至少,你有了在谈判桌上,要求公平对待的资格。
“所以,”谢赫·穆斯塔法说,“我的意见是,接受。”
大殿里一片哗然。
“但是谢赫!”
年长阿訇急道,“这是宗教招安!这是文化吞并!我们库尔德人的根,会被慢慢挖空的!”
“根?”
谢赫·穆斯塔法看向他,眼神锐利,“我们的根,是什么?”
年长阿訇愣住了。
“我们的根,是库尔德语吗?”
谢赫·穆斯塔法问,“是的。
但库尔德语现在被四个国家的官方语言挤压,年轻人都不愿意学了。
没有这道公议,库尔德语就能保住了?”
“我们的根,是传统民俗吗?”
他继续,“是的。
但现代社会的冲击,电视、网络、流行文化,早就把我们的民俗冲得七零八落了。
没有这道公议,我们的民俗就能复兴了?”
“我们的根……”
谢赫·穆斯塔法顿了顿,声音更沉,“是活下去。”
“是让我们的孩子,不再死在ISIS的屠刀下。”
“是让我们的女人,不再因为难产而流血而死。”
“是让我们的男人,不再被迫在战场上,为别人的利益流血。”
“活下去,才有根。死了,什么都没了。”
大殿里,死一般的寂静。
只有远处隐约的狗吠,还有夜风吹过古老石墙的呜咽。
谢赫·穆斯塔法等了一会儿,疲惫的说,
“公议已经落下,全球都看到了。
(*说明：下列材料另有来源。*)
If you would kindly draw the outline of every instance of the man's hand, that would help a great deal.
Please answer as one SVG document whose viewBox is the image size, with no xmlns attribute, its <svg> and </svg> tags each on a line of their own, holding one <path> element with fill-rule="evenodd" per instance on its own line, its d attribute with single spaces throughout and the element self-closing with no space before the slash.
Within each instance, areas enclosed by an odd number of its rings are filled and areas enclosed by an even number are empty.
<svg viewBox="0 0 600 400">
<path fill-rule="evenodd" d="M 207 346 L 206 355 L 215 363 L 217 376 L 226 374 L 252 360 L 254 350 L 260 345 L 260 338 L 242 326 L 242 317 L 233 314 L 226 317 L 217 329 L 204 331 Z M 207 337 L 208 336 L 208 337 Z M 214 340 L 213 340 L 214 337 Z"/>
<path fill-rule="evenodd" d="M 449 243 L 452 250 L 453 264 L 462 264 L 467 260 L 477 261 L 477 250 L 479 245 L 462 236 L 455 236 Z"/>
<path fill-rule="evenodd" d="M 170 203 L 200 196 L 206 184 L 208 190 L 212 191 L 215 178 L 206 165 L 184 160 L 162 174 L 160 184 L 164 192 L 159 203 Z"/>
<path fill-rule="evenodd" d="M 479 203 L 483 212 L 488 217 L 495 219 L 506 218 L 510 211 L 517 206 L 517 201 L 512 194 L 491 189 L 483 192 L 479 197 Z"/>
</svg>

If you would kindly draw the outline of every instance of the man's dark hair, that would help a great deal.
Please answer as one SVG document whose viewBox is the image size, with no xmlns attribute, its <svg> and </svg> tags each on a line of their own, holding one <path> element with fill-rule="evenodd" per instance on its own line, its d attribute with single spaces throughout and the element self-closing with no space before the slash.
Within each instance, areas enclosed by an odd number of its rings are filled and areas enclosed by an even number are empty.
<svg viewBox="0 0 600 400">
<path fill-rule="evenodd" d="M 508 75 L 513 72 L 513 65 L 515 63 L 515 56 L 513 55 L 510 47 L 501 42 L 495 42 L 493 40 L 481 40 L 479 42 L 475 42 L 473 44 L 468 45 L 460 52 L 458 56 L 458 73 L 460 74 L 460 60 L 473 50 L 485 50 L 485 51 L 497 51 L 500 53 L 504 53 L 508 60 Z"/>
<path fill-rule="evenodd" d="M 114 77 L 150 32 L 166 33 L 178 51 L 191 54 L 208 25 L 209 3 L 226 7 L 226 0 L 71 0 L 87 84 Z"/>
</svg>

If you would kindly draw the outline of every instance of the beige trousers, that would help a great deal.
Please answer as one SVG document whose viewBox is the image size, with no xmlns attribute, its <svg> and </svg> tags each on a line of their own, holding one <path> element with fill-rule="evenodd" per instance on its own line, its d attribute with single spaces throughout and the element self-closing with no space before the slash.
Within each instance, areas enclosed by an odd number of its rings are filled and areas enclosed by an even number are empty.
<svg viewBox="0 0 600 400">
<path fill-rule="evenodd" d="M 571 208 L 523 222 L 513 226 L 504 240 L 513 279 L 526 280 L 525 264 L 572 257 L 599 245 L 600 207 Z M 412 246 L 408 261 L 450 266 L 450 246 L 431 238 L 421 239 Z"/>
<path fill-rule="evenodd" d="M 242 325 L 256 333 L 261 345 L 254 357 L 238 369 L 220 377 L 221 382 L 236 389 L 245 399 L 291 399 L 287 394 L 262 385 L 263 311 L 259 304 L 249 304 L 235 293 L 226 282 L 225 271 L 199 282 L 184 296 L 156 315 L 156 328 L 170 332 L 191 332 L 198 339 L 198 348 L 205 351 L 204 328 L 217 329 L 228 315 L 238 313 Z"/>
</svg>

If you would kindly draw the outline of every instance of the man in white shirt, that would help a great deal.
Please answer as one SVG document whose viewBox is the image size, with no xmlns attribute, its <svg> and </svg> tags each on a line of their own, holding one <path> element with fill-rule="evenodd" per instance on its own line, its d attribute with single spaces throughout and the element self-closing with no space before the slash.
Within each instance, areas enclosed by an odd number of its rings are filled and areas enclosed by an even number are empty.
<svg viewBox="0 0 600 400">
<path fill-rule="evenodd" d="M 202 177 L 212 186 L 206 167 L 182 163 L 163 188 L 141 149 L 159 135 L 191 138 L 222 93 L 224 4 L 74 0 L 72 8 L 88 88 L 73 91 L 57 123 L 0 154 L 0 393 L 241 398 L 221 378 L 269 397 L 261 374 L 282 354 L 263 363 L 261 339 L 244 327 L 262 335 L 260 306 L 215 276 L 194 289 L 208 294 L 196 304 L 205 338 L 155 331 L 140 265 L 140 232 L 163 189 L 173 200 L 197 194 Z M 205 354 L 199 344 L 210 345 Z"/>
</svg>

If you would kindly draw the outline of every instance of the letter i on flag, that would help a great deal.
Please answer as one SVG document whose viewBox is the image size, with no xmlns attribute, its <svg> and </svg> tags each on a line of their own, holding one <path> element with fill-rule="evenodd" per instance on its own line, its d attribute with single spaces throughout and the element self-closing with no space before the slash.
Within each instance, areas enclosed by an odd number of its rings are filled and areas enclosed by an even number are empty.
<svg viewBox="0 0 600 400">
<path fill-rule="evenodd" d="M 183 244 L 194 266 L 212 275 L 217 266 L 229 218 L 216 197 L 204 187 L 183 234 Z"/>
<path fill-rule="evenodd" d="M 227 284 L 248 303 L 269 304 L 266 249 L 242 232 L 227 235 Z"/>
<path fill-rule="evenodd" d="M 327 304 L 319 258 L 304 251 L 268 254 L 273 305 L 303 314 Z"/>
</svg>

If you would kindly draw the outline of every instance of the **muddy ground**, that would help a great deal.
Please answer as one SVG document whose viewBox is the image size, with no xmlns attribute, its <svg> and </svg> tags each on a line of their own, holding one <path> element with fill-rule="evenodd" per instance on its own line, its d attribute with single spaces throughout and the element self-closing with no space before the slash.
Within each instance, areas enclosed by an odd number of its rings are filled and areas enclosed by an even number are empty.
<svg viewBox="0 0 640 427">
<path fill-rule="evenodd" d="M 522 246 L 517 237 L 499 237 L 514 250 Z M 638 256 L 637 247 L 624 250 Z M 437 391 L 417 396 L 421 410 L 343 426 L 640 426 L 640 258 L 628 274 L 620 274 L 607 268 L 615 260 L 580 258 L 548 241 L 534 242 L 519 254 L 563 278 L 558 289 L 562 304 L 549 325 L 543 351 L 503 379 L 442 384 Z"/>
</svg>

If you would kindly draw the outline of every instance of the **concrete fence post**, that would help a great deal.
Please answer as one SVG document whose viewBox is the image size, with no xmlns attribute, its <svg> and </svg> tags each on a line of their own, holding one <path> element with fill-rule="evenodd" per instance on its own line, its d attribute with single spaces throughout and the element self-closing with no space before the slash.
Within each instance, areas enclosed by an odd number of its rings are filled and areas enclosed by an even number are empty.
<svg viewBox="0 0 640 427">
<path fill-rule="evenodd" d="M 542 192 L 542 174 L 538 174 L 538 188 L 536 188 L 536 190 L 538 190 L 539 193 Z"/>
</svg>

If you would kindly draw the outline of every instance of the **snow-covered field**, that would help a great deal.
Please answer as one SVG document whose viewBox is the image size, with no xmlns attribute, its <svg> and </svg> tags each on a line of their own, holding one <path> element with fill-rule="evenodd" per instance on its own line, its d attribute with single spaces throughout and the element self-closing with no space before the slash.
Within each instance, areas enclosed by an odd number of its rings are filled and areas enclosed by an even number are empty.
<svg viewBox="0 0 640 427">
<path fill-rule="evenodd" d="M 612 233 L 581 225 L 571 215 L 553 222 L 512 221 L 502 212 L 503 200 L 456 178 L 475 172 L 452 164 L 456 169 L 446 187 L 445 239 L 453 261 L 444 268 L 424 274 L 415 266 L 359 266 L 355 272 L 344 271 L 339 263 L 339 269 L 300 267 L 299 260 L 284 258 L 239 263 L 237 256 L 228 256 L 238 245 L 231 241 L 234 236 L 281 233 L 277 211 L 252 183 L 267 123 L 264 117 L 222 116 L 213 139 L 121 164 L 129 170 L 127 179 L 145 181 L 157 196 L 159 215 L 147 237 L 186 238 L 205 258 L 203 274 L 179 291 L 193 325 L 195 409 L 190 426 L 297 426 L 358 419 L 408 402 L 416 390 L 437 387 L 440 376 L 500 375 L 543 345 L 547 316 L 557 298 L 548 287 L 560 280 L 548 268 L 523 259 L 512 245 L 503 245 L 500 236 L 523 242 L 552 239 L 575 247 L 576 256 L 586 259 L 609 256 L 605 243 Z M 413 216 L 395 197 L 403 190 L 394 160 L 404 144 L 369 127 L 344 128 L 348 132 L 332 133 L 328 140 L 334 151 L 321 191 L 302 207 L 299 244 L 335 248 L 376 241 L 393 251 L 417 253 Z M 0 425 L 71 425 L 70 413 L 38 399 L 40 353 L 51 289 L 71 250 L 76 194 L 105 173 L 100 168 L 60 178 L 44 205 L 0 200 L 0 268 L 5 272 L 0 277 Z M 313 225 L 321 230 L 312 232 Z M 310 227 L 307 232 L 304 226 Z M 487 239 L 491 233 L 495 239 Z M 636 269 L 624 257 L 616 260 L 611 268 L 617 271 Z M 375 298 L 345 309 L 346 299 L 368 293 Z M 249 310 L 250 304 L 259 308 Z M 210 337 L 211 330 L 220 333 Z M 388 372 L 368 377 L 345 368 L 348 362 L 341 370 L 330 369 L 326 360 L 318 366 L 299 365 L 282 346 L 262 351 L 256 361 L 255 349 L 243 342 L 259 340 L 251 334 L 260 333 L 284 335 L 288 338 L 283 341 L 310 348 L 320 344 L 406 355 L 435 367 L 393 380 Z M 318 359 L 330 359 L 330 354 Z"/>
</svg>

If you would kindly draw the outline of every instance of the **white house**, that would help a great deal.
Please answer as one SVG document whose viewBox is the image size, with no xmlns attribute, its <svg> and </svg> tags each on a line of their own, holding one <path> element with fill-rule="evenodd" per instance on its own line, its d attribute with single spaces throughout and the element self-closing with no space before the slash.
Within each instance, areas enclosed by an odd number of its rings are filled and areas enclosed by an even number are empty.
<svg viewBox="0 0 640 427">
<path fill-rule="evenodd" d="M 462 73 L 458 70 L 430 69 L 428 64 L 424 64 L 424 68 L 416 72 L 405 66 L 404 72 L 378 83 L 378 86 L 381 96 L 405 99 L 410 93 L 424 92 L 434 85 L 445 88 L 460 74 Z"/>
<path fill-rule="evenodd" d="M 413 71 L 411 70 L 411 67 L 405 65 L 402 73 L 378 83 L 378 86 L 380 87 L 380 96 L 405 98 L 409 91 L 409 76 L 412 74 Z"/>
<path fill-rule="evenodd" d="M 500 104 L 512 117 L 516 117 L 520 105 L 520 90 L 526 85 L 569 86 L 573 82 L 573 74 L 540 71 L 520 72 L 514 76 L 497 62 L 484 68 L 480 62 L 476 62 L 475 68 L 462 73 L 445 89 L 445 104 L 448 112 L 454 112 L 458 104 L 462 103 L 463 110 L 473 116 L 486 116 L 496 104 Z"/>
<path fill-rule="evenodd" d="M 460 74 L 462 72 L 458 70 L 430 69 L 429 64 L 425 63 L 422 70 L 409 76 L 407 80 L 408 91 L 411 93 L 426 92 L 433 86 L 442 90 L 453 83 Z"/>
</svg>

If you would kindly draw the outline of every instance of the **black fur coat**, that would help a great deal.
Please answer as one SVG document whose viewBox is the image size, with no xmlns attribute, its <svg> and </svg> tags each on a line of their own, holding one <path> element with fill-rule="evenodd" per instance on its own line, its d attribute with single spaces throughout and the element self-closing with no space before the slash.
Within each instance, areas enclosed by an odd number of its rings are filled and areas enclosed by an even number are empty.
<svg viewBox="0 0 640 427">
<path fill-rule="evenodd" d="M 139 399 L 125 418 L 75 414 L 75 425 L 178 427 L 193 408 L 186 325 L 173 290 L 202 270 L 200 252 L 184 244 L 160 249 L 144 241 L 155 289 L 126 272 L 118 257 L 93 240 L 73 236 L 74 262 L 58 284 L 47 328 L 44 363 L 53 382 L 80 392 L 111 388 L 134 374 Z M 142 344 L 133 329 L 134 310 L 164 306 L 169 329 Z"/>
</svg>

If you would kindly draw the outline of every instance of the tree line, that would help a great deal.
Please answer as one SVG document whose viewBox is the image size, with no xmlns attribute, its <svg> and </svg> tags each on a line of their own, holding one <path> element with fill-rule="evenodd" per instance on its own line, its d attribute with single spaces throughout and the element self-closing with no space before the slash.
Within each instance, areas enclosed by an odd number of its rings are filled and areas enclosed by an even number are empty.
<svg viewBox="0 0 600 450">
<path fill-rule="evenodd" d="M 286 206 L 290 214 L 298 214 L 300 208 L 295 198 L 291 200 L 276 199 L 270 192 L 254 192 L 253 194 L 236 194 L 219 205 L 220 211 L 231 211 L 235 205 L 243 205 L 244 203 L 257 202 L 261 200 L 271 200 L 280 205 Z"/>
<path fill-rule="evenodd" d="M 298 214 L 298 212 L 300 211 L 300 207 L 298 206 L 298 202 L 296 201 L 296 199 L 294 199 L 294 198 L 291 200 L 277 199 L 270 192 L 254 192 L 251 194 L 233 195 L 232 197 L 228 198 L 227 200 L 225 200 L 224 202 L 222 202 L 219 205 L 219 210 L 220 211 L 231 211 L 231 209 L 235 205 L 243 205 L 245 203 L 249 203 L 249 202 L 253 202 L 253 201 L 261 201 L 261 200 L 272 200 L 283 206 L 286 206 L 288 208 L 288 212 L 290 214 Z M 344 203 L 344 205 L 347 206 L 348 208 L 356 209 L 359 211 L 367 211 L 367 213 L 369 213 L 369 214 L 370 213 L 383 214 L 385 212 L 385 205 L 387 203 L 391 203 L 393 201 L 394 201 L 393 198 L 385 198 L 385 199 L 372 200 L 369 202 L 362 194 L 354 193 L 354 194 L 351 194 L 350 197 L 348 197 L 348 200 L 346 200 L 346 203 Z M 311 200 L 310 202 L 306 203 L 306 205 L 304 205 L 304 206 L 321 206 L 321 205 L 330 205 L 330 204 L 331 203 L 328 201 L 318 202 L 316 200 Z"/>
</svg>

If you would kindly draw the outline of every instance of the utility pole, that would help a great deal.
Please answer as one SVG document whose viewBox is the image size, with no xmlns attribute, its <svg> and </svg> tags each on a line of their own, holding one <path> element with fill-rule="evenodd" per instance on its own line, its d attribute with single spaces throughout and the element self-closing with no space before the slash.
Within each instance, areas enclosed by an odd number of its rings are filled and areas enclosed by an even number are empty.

我们接,还是不接?”
没人能回答“不接”。
不接,就等于自绝于整个逊尼派主流,等于放弃了这道公议带来的实实在在的利好。
尤其是对ISIS的异端定性,以及对库尔德“正统兄弟”地位的承认。
在当前ISIS兵锋逼近、巴格达政府态度暧昧、土耳其虎视眈眈的危机下,库尔德人承受不起这样的孤立。
“那就接着。”
谢赫·穆斯塔法缓缓坐回座位,仿佛刚才那番话,耗尽了他所有的力气。
“但是谢赫!”
一个清亮、甚至带着愤怒的声音,猛地从大殿角落响起,打破了这片沉重的“默认”。
所有人循声望去。
是伊萨姆。
谢赫·穆斯塔法最年轻的孙子,也是他最头疼的学生。
二十五岁,在开罗爱资哈尔和伦敦大学亚非学院都读过书,精通五门语言,脑子里装满了“后殖民理论”、“民族自决”和“身份政治”。
此刻,这个年轻人站了起来,脸上因为激动而泛红,眼睛里燃烧着悲愤的火焰。
“伊萨姆!”
谢赫·穆斯塔法眉头一皱,声音里带着警告。
但伊萨姆没有退缩。
他走到大殿中央,目光扫过那些低头沉默的阿訇们,最后落在自己祖父苍老的脸上。